On August 8, 2013, as predicted by BRIDGE TO INDIA, the Gujarat Electricity Regulatory Commission (GERC) dismissed Gujarat Urja Vikas Nigam Limited’s (GUVNL’s) petition seeking a retrospective revision in tariffs for solar projects in the state. The GERC concluded that the petition is ‘not maintained’, however, the GUVNL is free to appeal to the Appellate Tribunal.
- Petition was dismissed on the basic premise of delay in appealing for review of the order
- Other grounds deeming the contract ‘not maintained’ included ‘non-jurisdiction’, ‘no provision for reopening of PPA’ and ‘incomplete information’
- The comprehensive document dismissing the petition will hopefully reinstate some confidence in investors
Last month, GUVNL filed a petition with the GERC asking for a downward revision of tariff from INR 12.54/kWh to INR 9/kWh claiming that actual project costs incurred by developers were significantly lower than initially assumed while determining the tariff.
Our last blog covering this issue emphasized that the dismissal of the petition would be crucial for India’s solar future. (refer). After holding hearings on the 25th of July as well as on the 5th of August to hear out from the 88 respondents, the GERC finally deemed the petition ‘not maintained’. The primary ground for dismissal was cited as the delay in seeking a review. The commission pointed out that as per regulations, an order can be reviewed only when the petition is filed within a period of 60 days, however in this case, GUVNL appealed for a review after more than three years.
In addition to that, the Commission also explained that it does not have the authority to re-negotiate the PPA as requested by GUVNL as this function does not fall under its jurisdiction. Therefore, it stated that ‘the re-determination of tariff as requested from the commission by the petitioner is not warranted’. Further, regarding the revision of tariff and re-negotiation of the PPA, the document (Refer to the document) says that PPAs can be re-opened only for the purpose of incentivizing non-conventional energy projects and not for reducing the incentive. Moreover, the PPAs hold no clause for such a revision of tariffs, unless and until there is an agreement from the developers’ end. It is only a change in legislation can warrant the opening of a finalized PPA.
The GERC also mentioned that the GUVNL had provided the details of only 10 companies that have benefited from the lower costs of project development or have not met the 70:30 debt equity criterion. The information provided is also largely one-sided and no consideration has been given to the views of the developers. Therefore, the case against the developers was considered incomplete. The GERC finally concluded that the petition is dismissed on the above grounds.

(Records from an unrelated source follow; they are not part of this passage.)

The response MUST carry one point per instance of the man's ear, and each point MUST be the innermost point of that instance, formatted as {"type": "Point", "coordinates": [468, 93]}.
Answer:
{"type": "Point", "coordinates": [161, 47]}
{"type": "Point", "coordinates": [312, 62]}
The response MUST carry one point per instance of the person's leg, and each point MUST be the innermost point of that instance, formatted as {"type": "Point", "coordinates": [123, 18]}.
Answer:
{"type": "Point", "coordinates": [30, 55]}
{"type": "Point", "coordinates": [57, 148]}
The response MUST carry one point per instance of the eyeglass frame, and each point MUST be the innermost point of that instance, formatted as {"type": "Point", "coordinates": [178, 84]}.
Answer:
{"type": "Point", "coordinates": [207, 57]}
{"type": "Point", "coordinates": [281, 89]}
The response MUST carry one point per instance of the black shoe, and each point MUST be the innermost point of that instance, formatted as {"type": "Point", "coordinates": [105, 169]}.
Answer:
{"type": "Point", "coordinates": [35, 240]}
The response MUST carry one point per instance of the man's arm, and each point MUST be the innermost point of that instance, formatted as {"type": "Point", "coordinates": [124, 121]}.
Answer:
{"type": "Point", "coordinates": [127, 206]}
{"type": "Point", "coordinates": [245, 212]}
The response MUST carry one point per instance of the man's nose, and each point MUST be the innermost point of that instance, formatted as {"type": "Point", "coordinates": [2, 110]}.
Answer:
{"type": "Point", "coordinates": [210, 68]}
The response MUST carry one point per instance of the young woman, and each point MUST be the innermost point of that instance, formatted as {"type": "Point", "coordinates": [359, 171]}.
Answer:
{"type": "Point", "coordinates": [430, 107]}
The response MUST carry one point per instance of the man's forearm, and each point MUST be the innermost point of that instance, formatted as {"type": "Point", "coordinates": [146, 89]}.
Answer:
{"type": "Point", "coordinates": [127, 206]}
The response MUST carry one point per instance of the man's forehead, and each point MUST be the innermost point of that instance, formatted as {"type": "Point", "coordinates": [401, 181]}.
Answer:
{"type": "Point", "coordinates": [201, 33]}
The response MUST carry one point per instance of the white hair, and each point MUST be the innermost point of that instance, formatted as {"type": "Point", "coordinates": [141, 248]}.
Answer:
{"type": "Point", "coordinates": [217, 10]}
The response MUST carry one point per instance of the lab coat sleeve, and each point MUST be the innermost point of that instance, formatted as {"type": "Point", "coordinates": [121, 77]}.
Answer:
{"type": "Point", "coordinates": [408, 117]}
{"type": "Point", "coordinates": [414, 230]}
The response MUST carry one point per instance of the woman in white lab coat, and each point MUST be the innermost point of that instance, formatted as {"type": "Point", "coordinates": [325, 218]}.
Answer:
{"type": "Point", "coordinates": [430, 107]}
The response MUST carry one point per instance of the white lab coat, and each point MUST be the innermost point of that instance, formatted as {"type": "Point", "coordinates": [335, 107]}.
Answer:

This dismissal has provided some relief to the developers but it would take time to restore overall investor confidence, especially in the wake of uncertainty surrounding the other policies in Tamil Nadu and Andhra Pradesh. However, BRIDGE TO INDIA believes that GERC’s comprehensive document dismissing the petition on several lawful grounds will help reinstate the confidence of the investors in due time.